Une réécriture percutante du mythe de Méduse

Je dois avouer que je ne connaissais pas bien le mythe de Méduse avant de lire ce livre, mais la manière dont l'autrice s'en empare m'a captivée. Méduse n'est plus simplement un monstre à la chevelure de serpents, capable de pétrifier d’un regard. Ici, elle devient une figure complexe, confrontée aux normes de beauté et de conformité. Internée dans un institut pour jeunes filles « malformées », elle subit humiliations et abus tout en découvrant peu à peu que sa différence peut aussi être une force.


Une critique du patriarcat et des normes sociales

Ce qui m'a particulièrement touchée, c’est la critique fine et acerbe des injonctions faites aux femmes. À travers Méduse, Desjardins nous invite à réfléchir aux pressions esthétiques qui pèsent sur nous, aux attentes de conformité, et à ce que cela coûte de ne pas s’y plier. La figure de la mère, qui perpétue les normes patriarcales, est également marquante et interroge le rôle des femmes dans la reproduction de ces systèmes d'oppression.


Depuis l’enfance, la honte m’avait tenu lieu de conscience. Elle avait exercé un contrôle sur ma vie, ordonné mes choix, présidé à mes décisions. Cette constriction de mon libre arbitre, cette pulvérisation de mon amour-propre, cette détestation virulente de mon être ne m’avaient pas seulement éborgnée, énucléée, aveuglée : elles m’avaient coupé les ailes, lié les mains, scié les jambes. La honte me pétrifiait parce que j’en étais pétrie.

 

L'émancipation par la connaissance

Ce qui m'a plu, c’est la manière dont le livre montre que l’émancipation peut passer par la connaissance. La bibliothèque devient pour Méduse un lieu de liberté et de découverte, une échappatoire aux violences subies. J’ai trouvé ce lien entre le savoir et la révolte particulièrement inspirant.

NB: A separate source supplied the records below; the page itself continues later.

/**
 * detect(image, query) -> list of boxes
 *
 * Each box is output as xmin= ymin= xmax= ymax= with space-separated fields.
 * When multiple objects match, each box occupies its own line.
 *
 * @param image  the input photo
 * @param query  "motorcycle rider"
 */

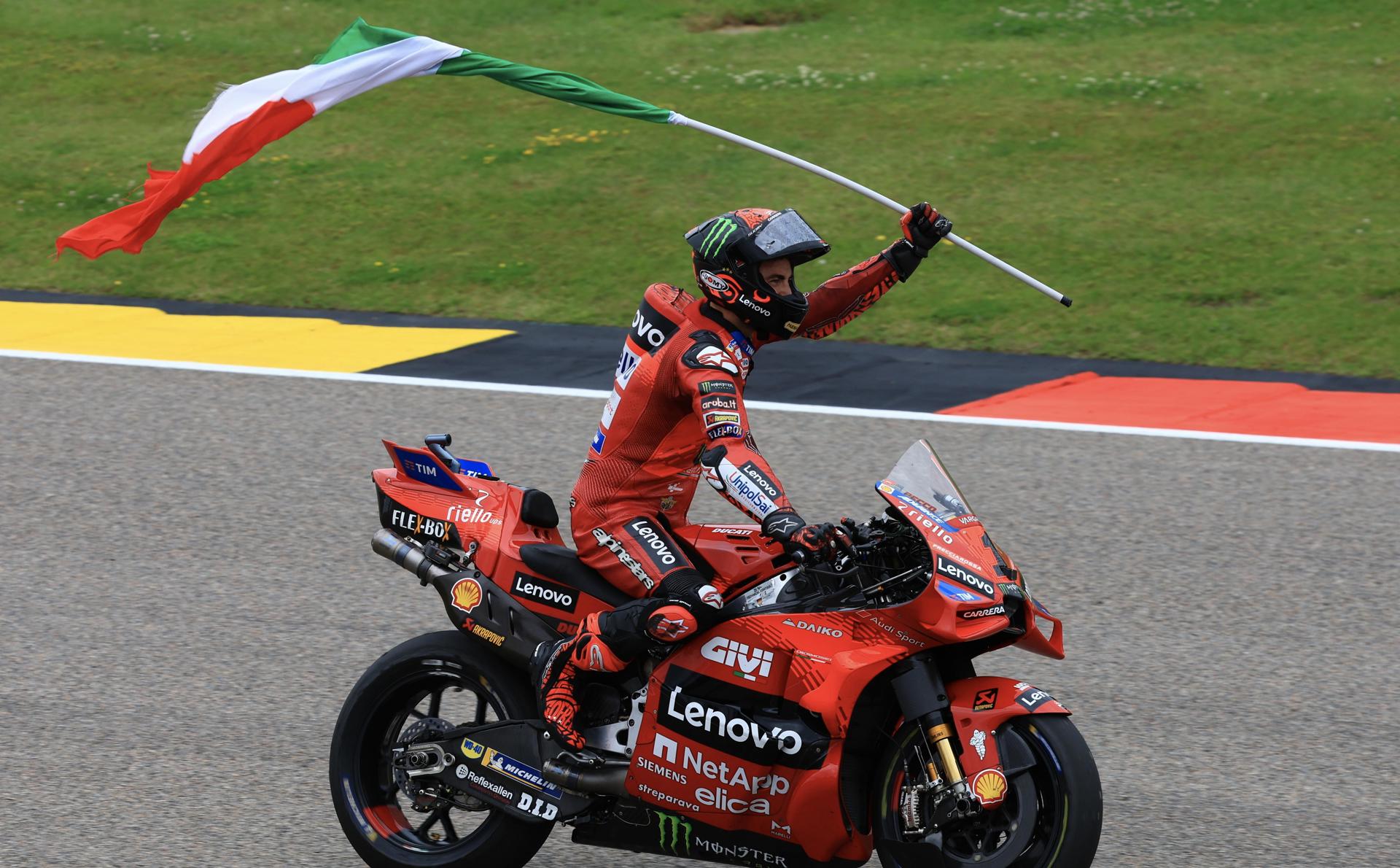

Une lecture dérangeante mais nécessaire

J’ai été à la fois fascinée et dérangée par cette histoire. Certains passages m'ont mise mal à l'aise, notamment les jeux pervers imposés aux jeunes filles, qui reflètent bien l’absurdité cruelle de l’institut. Pourtant, la plume majestueuse de Martine Desjardins rend la lecture envoûtante. J'ai dévoré chaque mot, emportée par cette prose dense et poétique.

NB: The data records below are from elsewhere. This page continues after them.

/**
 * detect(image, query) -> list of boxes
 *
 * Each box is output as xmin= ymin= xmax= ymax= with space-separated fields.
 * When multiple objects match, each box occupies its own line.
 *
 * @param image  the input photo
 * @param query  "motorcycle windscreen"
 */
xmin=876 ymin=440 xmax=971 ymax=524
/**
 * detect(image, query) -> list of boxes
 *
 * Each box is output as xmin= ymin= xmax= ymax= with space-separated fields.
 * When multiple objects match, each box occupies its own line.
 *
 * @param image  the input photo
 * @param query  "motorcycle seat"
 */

Une réflexion sur l’acceptation de soi

En tant que femme, je me suis forcément reconnue dans cette quête d’identité et cette lutte contre la honte que la société nous inculque. Méduse est un roman qui prend aux tripes et qui incite à repenser notre rapport à la différence et à la monstruosité. C’est un texte fort, qui invite à se réapproprier ce qui fait de nous des êtres à part, même si cela signifie s’écarter des normes.

Un livre que je recommande à toutes celles et ceux qui cherchent une lecture aussi intense que bouleversante.


Pour aller plus loin : des lectures recommandées

  • Circé de Madeline Miller

  • Les monstrueuses  de Maud Mayeras

  • La femme qui fuit de Anaïs Barbeau-Lavalette 

  • Kink Kong Théorie de Virginie Despentes

  • Monstres de Sharon Dogar

  • Les impatientes de Djaïli Amadou Amal




  • Autrice : Martine Desjardin
  • Editeur : L'Atalante / Collection : Sf et Fantastique
  • Paru le 17 août 2023 / 208 pages

4 commentaires

  1. J'avais beaucoup aimé Maleficium et L'alliance de sel, de cette auteure, qui a vraiment un univers très original. J'ai en revanche beaucoup moins accroché à la chute de la maison Delorme, à mon avis un peu "léger".. je note ce titre, en tous cas.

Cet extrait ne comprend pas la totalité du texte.